LONDON (Reuters) – Britain’s financial watchdog said it was working closely with HSBC and other agencies to make sure the bank was meeting conduct standards after allegations its Swiss unit helped hundreds of people to dodge tax.
In its first statement on the matter, the Financial Conduct Authority (FCA) said on Monday the allegations had served to reinforce the importance of firms operating with the right culture across all of their operations.
“The FCA is working closely with the firm and other agencies which have an interest in this matter to ensure that any questions this may raise in relation to any current practices and culture of HSBC are addressed,” the FCA said.
HSBC referred on Monday to its 4-page statement published last week which said it was cooperating with relevant authorities.
Europe’s biggest bank apologised to customers and investors on Sunday for past practices at its Swiss private bank.

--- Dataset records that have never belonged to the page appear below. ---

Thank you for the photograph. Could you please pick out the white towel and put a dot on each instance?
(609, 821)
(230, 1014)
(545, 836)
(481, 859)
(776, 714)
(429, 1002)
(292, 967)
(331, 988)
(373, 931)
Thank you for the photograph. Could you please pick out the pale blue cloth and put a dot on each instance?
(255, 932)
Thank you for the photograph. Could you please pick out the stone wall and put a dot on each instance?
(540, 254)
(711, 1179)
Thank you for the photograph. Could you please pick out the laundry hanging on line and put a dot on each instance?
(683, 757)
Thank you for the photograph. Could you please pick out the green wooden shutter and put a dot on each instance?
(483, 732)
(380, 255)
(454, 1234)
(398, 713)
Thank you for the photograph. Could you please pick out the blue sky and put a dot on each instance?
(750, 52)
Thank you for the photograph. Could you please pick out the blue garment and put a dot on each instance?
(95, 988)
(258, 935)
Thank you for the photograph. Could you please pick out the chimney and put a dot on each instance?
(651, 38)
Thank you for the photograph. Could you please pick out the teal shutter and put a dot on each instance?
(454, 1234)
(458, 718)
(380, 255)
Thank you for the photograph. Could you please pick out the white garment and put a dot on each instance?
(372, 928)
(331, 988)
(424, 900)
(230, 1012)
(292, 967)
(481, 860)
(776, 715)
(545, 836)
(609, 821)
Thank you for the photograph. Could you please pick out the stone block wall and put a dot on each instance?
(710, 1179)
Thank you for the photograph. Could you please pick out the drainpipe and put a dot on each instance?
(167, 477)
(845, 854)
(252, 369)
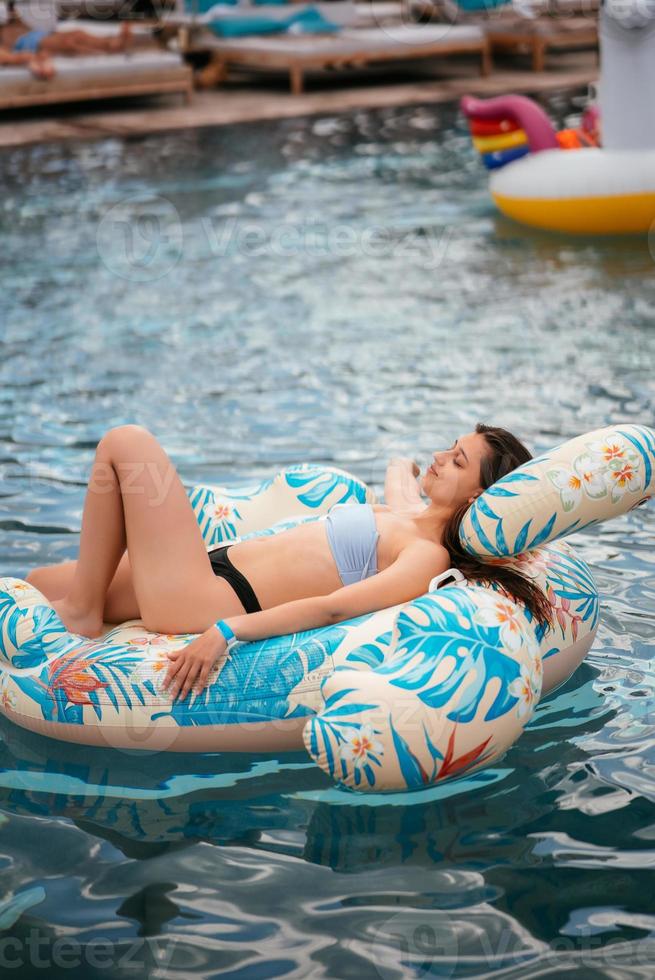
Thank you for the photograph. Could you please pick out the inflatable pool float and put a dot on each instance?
(393, 700)
(562, 181)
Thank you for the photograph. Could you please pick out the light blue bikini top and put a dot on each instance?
(353, 540)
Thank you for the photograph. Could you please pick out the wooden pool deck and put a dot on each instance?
(246, 100)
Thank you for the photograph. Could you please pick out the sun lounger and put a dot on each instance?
(348, 48)
(97, 77)
(532, 26)
(543, 34)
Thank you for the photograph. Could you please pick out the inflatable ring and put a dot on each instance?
(393, 700)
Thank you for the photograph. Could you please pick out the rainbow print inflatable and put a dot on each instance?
(565, 181)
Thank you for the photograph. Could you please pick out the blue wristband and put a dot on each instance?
(223, 628)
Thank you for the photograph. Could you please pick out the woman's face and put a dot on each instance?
(453, 477)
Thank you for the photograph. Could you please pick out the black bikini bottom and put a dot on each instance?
(224, 568)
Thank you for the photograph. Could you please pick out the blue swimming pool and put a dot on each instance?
(340, 290)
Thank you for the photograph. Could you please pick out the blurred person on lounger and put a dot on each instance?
(20, 44)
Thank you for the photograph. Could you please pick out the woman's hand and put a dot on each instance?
(405, 461)
(191, 664)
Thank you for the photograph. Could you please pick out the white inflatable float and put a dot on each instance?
(394, 700)
(537, 179)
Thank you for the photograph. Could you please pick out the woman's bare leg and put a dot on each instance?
(54, 581)
(80, 42)
(136, 499)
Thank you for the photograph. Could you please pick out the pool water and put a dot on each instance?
(338, 290)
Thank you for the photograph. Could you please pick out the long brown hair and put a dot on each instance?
(506, 452)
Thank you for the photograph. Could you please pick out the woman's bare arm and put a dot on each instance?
(401, 491)
(407, 578)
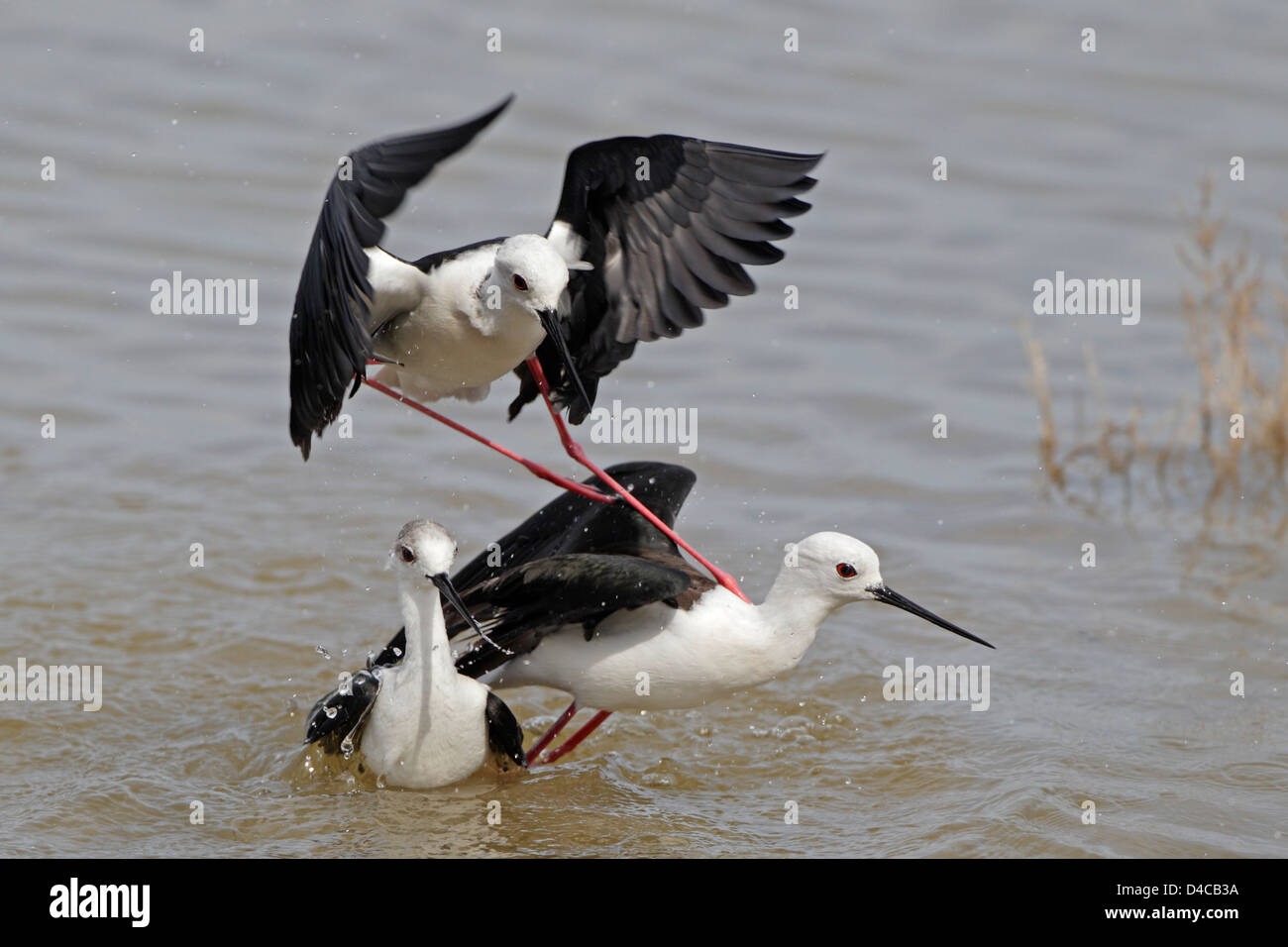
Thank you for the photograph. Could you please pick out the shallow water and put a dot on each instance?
(1109, 684)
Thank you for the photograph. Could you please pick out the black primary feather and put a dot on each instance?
(503, 733)
(670, 223)
(330, 333)
(342, 712)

Jon Cunliffe, deputy governor at the Bank of England, HSBC’s other main regulator in Britain, said on Friday the BoE may look into the tax allegations. Britain’s Serious Fraud Office said on Thursday it was open to discussing the allegations with British tax authority HMRC.
Parliament’s Treasury Select Committee are also taking an interest and will grill HSBC Chairman Douglas Flint and CEO Stuart Gulliver on Feb 25.